DOMINGO XI DEL TIEMPO ORDINARIO -B-
«EL REINO DE LOS CIELOS SE PARECE A UN GRANO DE MOSTAZA...»
CITAS BÍBLICAS: Ez 17, 22-24 * 2Cor 5, 6-10 * Mc 4, 26-34
El Señor Jesús se ha encarnado, se ha hecho hombre, para salvarnos de la muerte y del pecado, instaurando en este mundo el Reino de Dios. Lo que el hombre, tú y yo, había destruido por el pecado cambiando el edén creado por Dios, en un valle de lágrimas, viene a restaurarlo haciendo de nuevo presente en el mundo el Reino de Dios. No es de extrañar, por eso, que muchas de las parábolas que emplea en su predicación, hagan referencia a ese Reino, que es desconocido para los que le escuchan.
El evangelio nos trae hoy dos de esas parábolas. La de la semilla que el labrador siembra en la tierra y la del grano de mostaza. Para que se comprendan mejor esas parábolas, es necesario hacer una aclaración sobre lo que es hoy para nosotros el Reino de Dios. El Reino de Dios no es un ente abstracto. No es algo difícil de contemplar. El Reino de Dios que el Señor Jesús ha instaurado en este mundo, no es otro que la Iglesia. La Iglesia es, pues, el Reino de Dios presente en este mundo.
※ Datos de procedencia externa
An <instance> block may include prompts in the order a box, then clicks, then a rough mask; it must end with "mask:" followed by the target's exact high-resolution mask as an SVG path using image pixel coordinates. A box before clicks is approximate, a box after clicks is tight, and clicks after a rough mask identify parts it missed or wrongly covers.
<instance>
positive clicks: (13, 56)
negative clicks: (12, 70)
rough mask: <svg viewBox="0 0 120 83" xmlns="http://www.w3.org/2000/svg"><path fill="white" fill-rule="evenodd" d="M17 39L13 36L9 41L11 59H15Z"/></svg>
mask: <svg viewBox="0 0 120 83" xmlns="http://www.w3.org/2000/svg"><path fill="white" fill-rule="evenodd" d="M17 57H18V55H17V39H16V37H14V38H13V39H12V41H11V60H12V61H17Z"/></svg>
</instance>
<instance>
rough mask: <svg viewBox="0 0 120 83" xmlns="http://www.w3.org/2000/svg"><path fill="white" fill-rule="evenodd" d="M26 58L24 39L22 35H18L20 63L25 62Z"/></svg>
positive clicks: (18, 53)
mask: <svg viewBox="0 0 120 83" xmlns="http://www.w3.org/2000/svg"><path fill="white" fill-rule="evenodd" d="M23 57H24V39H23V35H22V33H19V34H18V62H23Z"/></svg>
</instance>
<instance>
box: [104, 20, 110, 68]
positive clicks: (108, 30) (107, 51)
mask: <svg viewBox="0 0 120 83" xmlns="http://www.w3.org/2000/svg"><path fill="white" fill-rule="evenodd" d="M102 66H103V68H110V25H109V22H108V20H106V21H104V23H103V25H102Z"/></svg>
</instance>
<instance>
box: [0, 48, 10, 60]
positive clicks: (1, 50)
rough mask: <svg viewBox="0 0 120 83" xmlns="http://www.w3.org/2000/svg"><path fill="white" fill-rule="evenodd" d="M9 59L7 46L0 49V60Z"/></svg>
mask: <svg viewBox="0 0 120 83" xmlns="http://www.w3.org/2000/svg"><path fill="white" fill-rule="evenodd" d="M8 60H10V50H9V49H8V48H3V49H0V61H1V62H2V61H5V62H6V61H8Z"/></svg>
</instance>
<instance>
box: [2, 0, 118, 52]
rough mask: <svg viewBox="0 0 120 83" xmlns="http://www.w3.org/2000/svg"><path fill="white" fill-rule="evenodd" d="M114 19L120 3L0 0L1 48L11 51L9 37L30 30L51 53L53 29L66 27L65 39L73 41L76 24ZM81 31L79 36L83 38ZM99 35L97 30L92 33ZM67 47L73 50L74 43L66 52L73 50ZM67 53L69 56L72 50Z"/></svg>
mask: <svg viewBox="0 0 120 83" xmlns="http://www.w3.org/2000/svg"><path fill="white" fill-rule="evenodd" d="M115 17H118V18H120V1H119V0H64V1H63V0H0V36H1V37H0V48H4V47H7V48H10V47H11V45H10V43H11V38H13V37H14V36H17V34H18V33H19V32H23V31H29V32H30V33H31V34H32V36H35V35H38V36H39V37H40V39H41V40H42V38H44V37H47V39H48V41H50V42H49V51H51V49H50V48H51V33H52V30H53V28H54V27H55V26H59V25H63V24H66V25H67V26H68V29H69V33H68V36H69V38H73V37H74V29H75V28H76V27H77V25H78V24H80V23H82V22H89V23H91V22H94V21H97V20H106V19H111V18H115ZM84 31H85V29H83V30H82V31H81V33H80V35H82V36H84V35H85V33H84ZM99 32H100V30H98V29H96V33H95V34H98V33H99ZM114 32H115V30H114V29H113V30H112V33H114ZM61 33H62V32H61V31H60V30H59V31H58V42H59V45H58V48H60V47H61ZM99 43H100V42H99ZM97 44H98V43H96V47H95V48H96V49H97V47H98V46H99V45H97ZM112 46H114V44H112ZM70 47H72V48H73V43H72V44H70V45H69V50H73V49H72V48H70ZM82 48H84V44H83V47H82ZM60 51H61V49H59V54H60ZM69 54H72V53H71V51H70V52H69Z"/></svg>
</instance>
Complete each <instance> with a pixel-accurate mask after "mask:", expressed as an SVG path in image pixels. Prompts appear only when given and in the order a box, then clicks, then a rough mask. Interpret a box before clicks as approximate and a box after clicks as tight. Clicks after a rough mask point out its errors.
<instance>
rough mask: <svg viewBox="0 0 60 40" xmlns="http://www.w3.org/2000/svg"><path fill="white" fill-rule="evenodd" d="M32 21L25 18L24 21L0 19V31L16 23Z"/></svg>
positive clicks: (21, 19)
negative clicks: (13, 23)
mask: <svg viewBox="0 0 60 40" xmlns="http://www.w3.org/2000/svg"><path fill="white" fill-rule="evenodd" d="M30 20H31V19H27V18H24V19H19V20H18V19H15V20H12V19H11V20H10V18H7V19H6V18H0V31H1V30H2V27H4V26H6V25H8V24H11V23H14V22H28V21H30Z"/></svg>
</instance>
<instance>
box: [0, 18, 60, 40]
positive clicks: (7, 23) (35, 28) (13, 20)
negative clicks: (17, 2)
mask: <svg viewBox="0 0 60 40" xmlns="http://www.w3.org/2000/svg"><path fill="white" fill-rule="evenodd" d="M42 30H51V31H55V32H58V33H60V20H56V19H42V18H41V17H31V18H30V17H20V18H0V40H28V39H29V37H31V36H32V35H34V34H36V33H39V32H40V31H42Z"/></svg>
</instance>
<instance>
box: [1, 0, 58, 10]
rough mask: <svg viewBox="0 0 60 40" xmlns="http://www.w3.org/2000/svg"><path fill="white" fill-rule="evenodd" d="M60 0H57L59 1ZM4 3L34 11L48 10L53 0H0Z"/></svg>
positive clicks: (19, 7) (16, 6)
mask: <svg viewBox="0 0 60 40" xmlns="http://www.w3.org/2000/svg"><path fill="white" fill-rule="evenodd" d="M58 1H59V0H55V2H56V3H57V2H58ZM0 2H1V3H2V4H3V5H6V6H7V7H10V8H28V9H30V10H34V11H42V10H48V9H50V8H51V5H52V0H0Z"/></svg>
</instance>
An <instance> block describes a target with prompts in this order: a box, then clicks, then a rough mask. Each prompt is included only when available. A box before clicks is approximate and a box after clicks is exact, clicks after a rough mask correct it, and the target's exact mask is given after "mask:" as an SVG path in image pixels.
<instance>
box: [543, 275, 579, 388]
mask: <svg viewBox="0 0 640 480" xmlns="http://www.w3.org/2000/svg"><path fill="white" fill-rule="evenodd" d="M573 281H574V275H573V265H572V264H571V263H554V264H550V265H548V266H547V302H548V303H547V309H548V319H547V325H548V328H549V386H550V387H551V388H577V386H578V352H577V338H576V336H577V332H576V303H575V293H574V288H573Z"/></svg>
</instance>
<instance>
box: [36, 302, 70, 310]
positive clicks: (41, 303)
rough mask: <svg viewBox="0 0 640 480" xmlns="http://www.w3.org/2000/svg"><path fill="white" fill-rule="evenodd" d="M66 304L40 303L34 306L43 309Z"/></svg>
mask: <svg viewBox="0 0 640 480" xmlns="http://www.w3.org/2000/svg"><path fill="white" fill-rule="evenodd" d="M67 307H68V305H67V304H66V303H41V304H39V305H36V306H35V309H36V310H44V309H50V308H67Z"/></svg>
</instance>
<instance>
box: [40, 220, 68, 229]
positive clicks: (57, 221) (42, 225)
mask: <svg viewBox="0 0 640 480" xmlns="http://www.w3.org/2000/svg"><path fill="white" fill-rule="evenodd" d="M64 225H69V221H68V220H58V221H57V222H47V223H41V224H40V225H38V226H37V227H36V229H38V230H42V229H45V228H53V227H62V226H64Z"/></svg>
En la primera parábola vemos al sembrador que arroja la semilla sobre la tierra. Dice el Señor que, aunque el labrador duerma de noche o se levante por la mañana, «la semilla germina y va creciendo, sin que él sepa cómo». Lo mismo sucede en la Iglesia. La semilla, la Palabra de Dios, que la Iglesia siembra a través de la predicación, tiene, como el grano de trigo, un potencial interior enorme que la hace crecer en aquel que la recibe, hasta llegar a dar fruto abundante. Este potencial de la semilla es totalmente independiente de la mano de aquel que la siembra. No importa ni quién ni cómo proclame la Palabra. Ella lleva en sí misma la fuerza para que el que la reciba pueda dar abundante fruto.
Sin embargo, este proceso no sucede de manera automática. Del mismo modo que la semilla necesita que una tierra fértil la acoja, así también la Palabra. De ahí la importancia que tiene para nosotros escuchar la Palabra abriendo nuestro corazón, para que encuentre en él, como la semilla, una tierra ávida dispuesta a acogerla. De no ser así, todo se quedará en palabras que el viento se lleva.
La otra parábola, la del grano de mostaza, no sólo encontró cumplimiento en tiempos de Jesús, sino que se ha venido cumpliendo a través de toda la historia, en la vida de la Iglesia. El grano de mostaza, dice el Señor, es la semilla más pequeña, pero una vez sembrada crece y se desarrolla hasta convertirse en una planta frondosa, donde los pájaros encuentran sitio para colocar sus nidos. Lo mismo ha sucedido siempre en toda la historia de la salvación, tanto en el Antiguo como en el Nuevo Testamento. Dios, como dice san Pablo, ha elegido siempre a lo necio a lo pequeño del mundo, para confundir a los sabios.
Significa esto que todas las empresas divinas como, órdenes religiosas, congregaciones, manifestaciones sobrenaturales, apariciones, etc., han tenido su origen en personas humildes e insignificantes, a las que, con frecuencia, se ha perseguido, para posteriormente crecer como la semilla de mostaza, hasta dar grandes frutos. Dios ha sido muy celoso de su gloria, dejando claro que cada una de estas obras, eran realizadas por su voluntad y poder.
El ejemplo más destacado de lo que estamos diciendo lo tenemos en el origen de la propia Iglesia. El Señor Jesús, a la hora de fundarla, a quién eligió. Eligió a unos humildes pescadores incultos, a un cobrador de impuestos, pecador y rechazado por el pueblo por su ofició, etc. Con este material inició su andadura la Iglesia. Fue la fuerza del Espíritu Santo la que hizo que, como la semilla o como el grano de mostaza, creciera convirtiéndose en un árbol frondoso cuyas ramas cubren la superficie de la tierra, quedando patente, que la obra es totalmente de Dios.